This website was originally published on July 4th 2005

This website is primarily about the Minot Mallards of the ManDak League that played from 1950 through 1957.

 After the ManDak League folded the Mallards joined the Northern League for the 1958, 1959, 1960 and 1962 seasons. I have now added material from the Northern League era. Links to this material can be found on the site map or Northern League.

I also have collected and added information on the Prairie League Mallards that played in 1995, 1996 and 1997.


Any additional information on the Minot Mallards, personal reflections, corrections and/or comments will be greatly appreciated. Send to Bill Guenthner at bguenthner@comcast.net .


Also see the Author page.

Minot Mallards of the ManDak League

From 1950 – 1957 Minot, North Dakota, fielded an independent baseball team that played in the Manitoba-Dakota Baseball League known as the ManDak League. This was a league without affiliation with the Major League farm system. The teams were integrated and included many former star Negro League players along with players with professional experience, college players and athletes from the region.

After Jackie Robinson joined the Brooklyn Dodgers, breaking baseball’s color barrier, the Major League teams began signing the young promising players from the Negro Leagues. As the Negro Leagues declined, (see below update) the older Negro players, past their prime, looked for other playing opportunities. The ManDak League offered top salaries to these former stars and many prominent Negro League players joined the teams. Willie Wells, Ray Dandridge, Willard Brown and Leon Day were ManDak League players from the Negro Leagues that were later inducted to the Baseball Hall of Fame. Satchel Paige also appeared in several games. Other prominent Negro League stars that played in the league included Lester Lockett, Gentry Jessup, Lou Louden, Ted Strong, John Washington, Bill Cash, Ted “Double Duty” Radcliffe, Frazer Robinson, Lymon Bostock, Sr. and Spoon Carter. John Kennedy and Solly Drake were two young black players that played in the league and later played in the Major Leagues.

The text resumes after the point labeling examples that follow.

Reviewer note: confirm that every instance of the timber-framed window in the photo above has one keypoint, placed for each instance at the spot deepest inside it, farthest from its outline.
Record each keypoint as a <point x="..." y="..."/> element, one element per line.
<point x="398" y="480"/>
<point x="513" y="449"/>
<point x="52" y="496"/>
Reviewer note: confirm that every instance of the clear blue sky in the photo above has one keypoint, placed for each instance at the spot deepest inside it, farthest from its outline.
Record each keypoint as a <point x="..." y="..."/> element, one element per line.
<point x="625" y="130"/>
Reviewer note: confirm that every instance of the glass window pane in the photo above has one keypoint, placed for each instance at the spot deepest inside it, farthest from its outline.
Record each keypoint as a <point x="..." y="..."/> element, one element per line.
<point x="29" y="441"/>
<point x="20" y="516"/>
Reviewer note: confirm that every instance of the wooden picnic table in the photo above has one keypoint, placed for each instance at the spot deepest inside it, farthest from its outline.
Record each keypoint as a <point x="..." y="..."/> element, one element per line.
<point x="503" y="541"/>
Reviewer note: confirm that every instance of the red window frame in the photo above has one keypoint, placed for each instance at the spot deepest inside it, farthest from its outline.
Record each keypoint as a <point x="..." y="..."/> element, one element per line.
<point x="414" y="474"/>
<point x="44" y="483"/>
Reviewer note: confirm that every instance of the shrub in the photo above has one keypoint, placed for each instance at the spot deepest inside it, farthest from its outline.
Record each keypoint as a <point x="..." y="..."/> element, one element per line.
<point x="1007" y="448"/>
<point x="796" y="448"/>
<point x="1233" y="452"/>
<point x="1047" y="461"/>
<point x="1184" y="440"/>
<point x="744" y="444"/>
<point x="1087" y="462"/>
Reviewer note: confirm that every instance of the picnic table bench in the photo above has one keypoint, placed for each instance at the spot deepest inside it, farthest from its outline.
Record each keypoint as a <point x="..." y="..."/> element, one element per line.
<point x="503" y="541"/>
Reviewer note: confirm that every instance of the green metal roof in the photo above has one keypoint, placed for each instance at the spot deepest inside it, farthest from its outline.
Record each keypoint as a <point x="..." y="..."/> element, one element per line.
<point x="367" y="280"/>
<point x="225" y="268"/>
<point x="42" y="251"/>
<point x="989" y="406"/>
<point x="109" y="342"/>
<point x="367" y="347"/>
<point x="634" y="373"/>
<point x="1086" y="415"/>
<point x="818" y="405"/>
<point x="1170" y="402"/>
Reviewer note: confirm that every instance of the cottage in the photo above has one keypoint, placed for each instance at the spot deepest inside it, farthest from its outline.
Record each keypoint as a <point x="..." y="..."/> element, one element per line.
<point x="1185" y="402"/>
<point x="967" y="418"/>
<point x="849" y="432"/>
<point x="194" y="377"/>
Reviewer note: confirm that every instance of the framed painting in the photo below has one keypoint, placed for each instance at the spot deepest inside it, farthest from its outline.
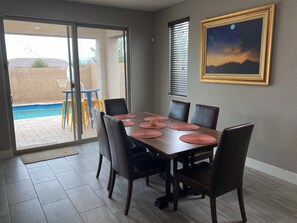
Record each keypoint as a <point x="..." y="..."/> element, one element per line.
<point x="236" y="48"/>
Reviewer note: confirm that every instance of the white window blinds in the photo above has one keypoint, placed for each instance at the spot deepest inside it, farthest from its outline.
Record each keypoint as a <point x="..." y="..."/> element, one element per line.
<point x="178" y="57"/>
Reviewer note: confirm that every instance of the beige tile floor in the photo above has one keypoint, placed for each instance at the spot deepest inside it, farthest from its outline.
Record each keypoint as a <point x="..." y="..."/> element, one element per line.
<point x="66" y="190"/>
<point x="36" y="132"/>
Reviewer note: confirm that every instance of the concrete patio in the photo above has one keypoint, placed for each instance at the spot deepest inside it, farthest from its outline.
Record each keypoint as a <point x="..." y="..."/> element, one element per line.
<point x="37" y="132"/>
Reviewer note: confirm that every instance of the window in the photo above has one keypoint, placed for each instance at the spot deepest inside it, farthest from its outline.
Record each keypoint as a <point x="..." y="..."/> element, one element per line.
<point x="178" y="57"/>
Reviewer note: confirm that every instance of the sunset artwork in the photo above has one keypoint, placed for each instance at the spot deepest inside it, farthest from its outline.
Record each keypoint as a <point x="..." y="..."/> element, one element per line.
<point x="234" y="48"/>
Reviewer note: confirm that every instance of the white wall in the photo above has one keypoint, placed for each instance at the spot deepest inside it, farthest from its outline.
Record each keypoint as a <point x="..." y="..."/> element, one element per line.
<point x="272" y="108"/>
<point x="139" y="24"/>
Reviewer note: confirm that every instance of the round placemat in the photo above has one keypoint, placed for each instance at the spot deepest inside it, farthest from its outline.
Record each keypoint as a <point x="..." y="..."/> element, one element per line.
<point x="183" y="126"/>
<point x="128" y="123"/>
<point x="156" y="117"/>
<point x="146" y="134"/>
<point x="158" y="125"/>
<point x="197" y="138"/>
<point x="124" y="116"/>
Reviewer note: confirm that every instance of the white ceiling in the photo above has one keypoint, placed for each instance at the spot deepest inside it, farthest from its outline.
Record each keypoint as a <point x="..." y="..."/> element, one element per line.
<point x="144" y="5"/>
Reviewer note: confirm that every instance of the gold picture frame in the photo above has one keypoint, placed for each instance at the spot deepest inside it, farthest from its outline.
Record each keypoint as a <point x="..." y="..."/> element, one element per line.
<point x="236" y="48"/>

Also, at that time the standard professional player’s contract included the “reserve clause” that bound players to one team for life unless they were traded, released or their contract was sold to another team. There was no “free agency”. Because of this, players’ advancement up the baseball ladder was sometimes stalled because they were “stuck” with one team. They too could make better salaries by quitting organized baseball and playing for independent teams in leagues like the ManDak League. So many left organized baseball for the independent leagues. A “farm team” player in the lower classification leagues was paid about $150 per month. ManDak League salaries started at about $275 per month with some players paid as much as $900 per month.

The ManDak League teams were filled with highly talented players that played exciting, high caliber baseball. Seventeen of the 147 Minot Mallard players had Major League experience. Over a fourth of the players were from the Negro Leagues.

August 2006 update:  From Shades of Glory - see August 2006 News for information on this book.

African Americans abandoned the Negro Leagues and turned out in record numbers to watch Jackie Robinson and other black players who had joined the major and minor leagues. The Brooklyn Dodgers drew a 21% increase in attendance on the road and black attendance at Ebbets Field increased by 400%. The Newark Eagles who lost several top players to integration saw their fan base drop from 120,000 to 57,000 in 1947 and 35,000 in 1948. Before the 1948 season started, the Negro National League agreed to $6000 monthly salary cap much to the dismay of players that had been earning $900 per month or more. The black press focused on the black players in the formerly white leagues rather than coverage of the negro league teams. In 1948, the six National Negro League teams lost an estimated $100,000 and were in danger of “folding”. Effa Manley, co-owner of the New York Eagles with her husband, urged black fans to rescue the negro leagues by attending games “otherwise 400 young men and their families will be dumped among the unemployed.” By the end of the 1948 season the Homestead Greys, New York Black Yankees and New York Eagles had pulled out of the National Negro League or disbanded.